Das liegt zum einen an den deutlich stärkeren Motorradmotoren, zum anderen
an den höheren übertragbaren Kräften moderner Reifen und schließlich auch an
den Federungssystemen. Denn bei vielen aktuellen Motorrädern greifen nicht
mehr zwei Federbeine in der Nähe der Radachse an, sondern ein
Zentralfederbein direkt oder über Hebelumlenkungen im Bereich der
Schwingenlagerung. Durch all diese Faktoren wirken weit höhere Kräfte und
Biegemomente auf die Schwinge als noch vor zwanzig Jahren.
Bei der Einarmschwinge führt nur auf einer Seite des Rads ein
Schwingenarm von der Schwingenlagerung zur Radachse. Die meisten
Einarmschwingen bestehen aus Aluguss; auf ihren Schwingenarm wirkt im
Gegensatz zur Zweiarmschwinge bereits bei Geradeausfahrt ein Torsionsmoment.
Deswegen müssen sie steifer sein, was sich meist in einem höheren Gewicht
niederschlägt. Vorteile bringt die Einarmschwinge beim Ausbau des Rads, das
oft von einer zentralen Radmutter gehalten wird und sich schnell und
problemlos nach einer Seite abnehmen lässt.
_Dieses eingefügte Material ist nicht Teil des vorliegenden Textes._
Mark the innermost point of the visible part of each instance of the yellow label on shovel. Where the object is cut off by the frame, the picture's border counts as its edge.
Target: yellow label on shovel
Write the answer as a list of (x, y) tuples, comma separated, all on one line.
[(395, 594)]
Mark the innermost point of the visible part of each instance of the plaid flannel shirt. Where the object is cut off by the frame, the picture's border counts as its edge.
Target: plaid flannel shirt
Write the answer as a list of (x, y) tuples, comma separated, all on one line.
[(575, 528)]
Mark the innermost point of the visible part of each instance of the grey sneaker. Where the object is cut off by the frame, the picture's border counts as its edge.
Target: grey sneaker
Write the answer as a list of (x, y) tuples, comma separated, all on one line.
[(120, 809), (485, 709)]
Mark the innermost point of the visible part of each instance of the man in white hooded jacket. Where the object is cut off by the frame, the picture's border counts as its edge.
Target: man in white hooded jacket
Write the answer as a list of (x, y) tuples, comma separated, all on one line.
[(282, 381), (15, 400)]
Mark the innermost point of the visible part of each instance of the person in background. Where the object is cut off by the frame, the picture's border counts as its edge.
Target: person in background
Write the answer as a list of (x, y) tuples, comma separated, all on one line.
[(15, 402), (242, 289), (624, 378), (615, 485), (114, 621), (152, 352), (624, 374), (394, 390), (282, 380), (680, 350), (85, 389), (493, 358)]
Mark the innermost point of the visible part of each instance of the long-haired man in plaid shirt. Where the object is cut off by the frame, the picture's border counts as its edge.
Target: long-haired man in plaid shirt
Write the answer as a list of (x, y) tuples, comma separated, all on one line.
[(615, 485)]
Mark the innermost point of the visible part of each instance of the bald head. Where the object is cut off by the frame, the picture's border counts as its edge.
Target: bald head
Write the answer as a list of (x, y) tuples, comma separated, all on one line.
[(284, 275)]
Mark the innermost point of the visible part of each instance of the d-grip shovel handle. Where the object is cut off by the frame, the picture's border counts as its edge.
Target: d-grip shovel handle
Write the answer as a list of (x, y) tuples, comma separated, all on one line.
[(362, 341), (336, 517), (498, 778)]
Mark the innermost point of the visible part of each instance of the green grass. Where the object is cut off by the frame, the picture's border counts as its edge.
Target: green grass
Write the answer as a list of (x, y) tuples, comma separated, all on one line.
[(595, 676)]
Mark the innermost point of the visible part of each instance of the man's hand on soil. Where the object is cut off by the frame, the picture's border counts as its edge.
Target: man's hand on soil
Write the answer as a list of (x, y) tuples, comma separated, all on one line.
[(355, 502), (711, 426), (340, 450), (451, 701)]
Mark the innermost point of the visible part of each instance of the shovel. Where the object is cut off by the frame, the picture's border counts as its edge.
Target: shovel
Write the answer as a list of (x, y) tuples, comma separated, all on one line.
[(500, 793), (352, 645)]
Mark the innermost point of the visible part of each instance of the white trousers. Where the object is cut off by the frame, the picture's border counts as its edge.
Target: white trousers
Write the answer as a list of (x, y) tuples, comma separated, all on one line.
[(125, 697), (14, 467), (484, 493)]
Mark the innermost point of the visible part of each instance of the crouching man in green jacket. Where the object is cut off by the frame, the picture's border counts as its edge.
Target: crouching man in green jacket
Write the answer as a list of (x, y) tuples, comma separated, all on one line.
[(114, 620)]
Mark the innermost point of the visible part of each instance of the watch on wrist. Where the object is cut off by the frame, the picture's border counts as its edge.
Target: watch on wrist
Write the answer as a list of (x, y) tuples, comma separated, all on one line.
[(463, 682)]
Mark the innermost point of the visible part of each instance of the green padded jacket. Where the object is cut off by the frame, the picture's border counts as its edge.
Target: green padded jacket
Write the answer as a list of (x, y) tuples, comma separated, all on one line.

Bei Motorrädern mit Kardanantrieb wirkt sich das Antriebsmoment am
Hinterrad stark auf das Fahrverhalten aus. Es stützt sich über das
Kardangehäuse an der Schwinge ab und verursacht damit ein Drehmoment um die
Radachse, das so genannte Reaktionsdrehmoment. Dadurch hebt sich das
Motorrad beim Beschleunigen aus den Federn, und zwar umso stärker, je höher
das Antriebsmoment am Hinterrad ist. Deswegen sind die Kardanreaktionen in
den unteren Gängen stärker als in den oberen. Einige Hersteller versuchen
diese Eigenart durch längere Schwingen zumindest einzuschränken. BMW und
Moto Guzzi bekämpfen den lästigen Fahrstuhleffekt mit zusätzlichen
technischen Aufwand: Die Kardangehäuse sind gegenüber dem Schwingenarm
zusätzlich gelenkig gelagert und stützen sich über eine separate Strebe am
Rahmen ab. Abhängig von der Geometrie des dadurch entstehenden
Parallelogramms lässt sich mit der Zweigelenk-Einarmschwinge der BMW und der
Zweigelenk-Zweiarmschwinge der Guzzi ein Aufstellen unter Last nahezu
vollständig verhindern.
Auch bei Sekundärantrieben wie Kette oder Zahnriemen wirken unter Last
Reaktionskräfte auf die Hinterradaufhängung. Je nach Position der Schwinge
und der Lage von Ritzel und Schwingenlagerung lassen sie das Motorrad ein-
oder ausfedern. Sie machen sich aber deutlich weniger bemerkbar als beim
Kardanantrieb.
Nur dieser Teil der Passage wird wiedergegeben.